Coffee shops have long been the domain of starving artists. Writers, painters and musicians frequently support their passions by making lattes and cappuccinos. But as craft coffee has grown into its own industry, many baristas no longer treat it as just a paycheck and have become passionate about their jobs (for example, baristas in Denver even gather for a monthly latte art competition). 303 Magazine decided to speak to a few people in the local coffee industry about their feelings regarding the rise of their craft. Read on to see if you agree with their thoughts:  

Photo by Glenn ross

Photo by Glenn ross

The idea of a professional barista is still relatively new, and while many scoff at the thought of dedicating your life to coffee, for those committed to coffee culture, the professional barista is a respected and legitimate position. Previously, we spoke with Elle Taylor, the owner of recently opened Amethyst Coffee Co. about her passion for being a barista:

“There’s not really the space to talk about being a barista forever,” said Taylor, “I want the idea of a professional barista, someone that doesn’t want to roast coffee and buy grains and do all of that…[I want to] make that a thing.” Taylor is 25 years old and passionate about being a barista, which is why she opened her own coffee shop. She doesn’t roast her own beans there, but rather focuses on interacting with the customers and providing them with craftily made coffee and excellent hospitality.
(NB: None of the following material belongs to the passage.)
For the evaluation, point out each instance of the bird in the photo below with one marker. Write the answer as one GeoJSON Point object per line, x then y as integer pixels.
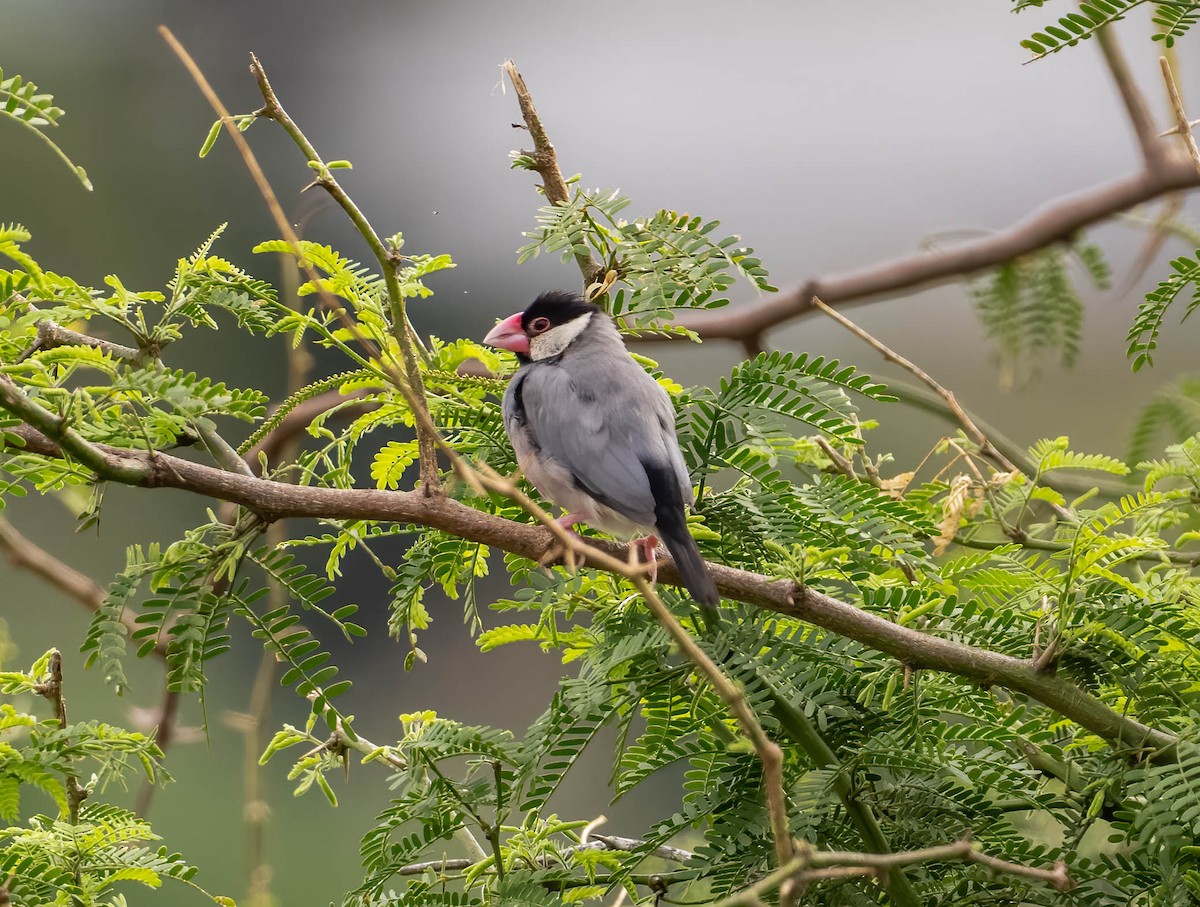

Taylor isn’t alone though in her hospitality-centered thinking. We decided to pursue this idea of focusing on the barista aspect of running a coffee shop by talking to another person with similar goals. We were directed to Alishya Swenning by Alex and Lindsay Dalton who own Weathervane Cafe here in Denver.

Swenning has worked as a barista at Weathervane for about a year, but her relationship with coffee goes back much further. The first coffee she made was a pourover for her dad when she was a child, and she’s been drinking coffee since she was 6 years old. With this background it seems almost inevitable that she decided to pursue a career in coffee as an adult.
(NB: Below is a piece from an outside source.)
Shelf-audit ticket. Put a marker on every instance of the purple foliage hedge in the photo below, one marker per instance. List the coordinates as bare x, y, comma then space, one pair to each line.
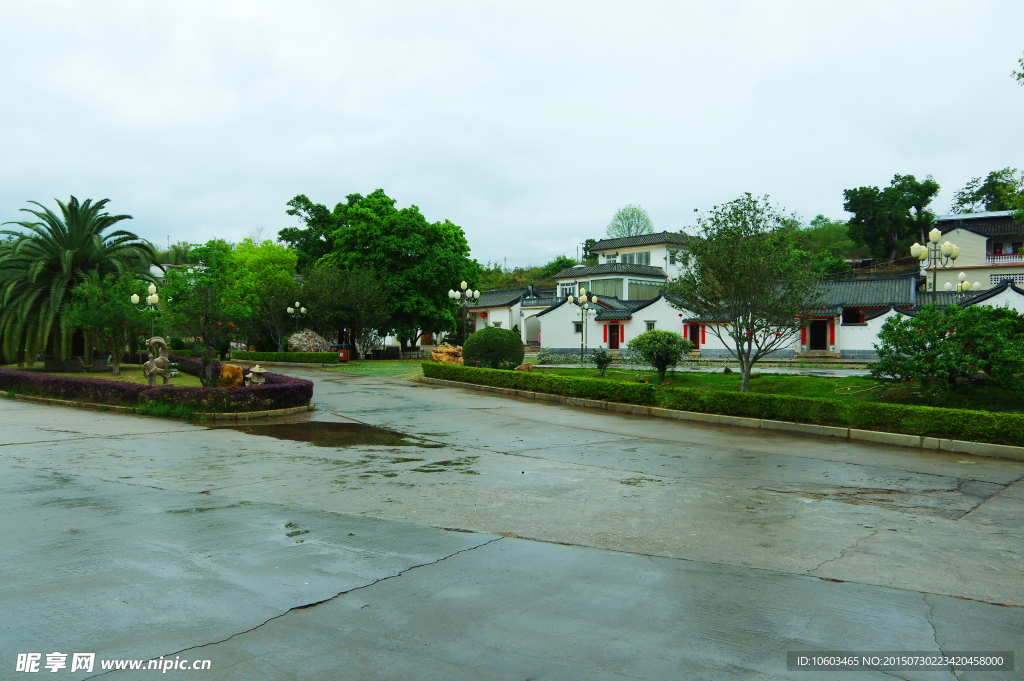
279, 392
“Being a barista is much more than creating drinks. It is a source of community.”- Alishya Swenning


Alishya Swenning. Photo by Glenn Ross.

“I really love making things for people, making them happy,” said Swenning, an artist who also enjoys making visual art. Swenning is interested in opening her own coffee shop and creating a space that’s accessible for all kinds of people, a space that’s comfortable and appreciates local culture. Her desire to open her own shop is common for people looking to have a long career in coffee:

“We love to be baristas and serve others in this setting,” said Lindsay Dalton, owner of Weathervane Cafe, “but [we] knew the only way to make a very good living, especially thinking about the future and retirement, was to open our own shop.”
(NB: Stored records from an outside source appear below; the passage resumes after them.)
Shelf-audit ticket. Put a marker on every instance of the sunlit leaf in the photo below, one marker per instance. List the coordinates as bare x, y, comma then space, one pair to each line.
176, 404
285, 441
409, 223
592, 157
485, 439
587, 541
Despite the effort baristas will put into their coffee drinks, their latte art and their customer relationships, it can be difficult to build a lifetime career as only a barista. That’s why those who are really passionate about pursing this lifestyle often open their own shop, as Elle Taylor has done, and as Alishya Swenning is interested in doing.

“People don’t realize,” explained Swenning, “that being a barista is much more than creating drinks.” She notices that people don’t always understand coffee craft as its own industry, and might not recognize what she sees as the most important aspect of it:

“For me, it’s all about community involvement,” said Swenning.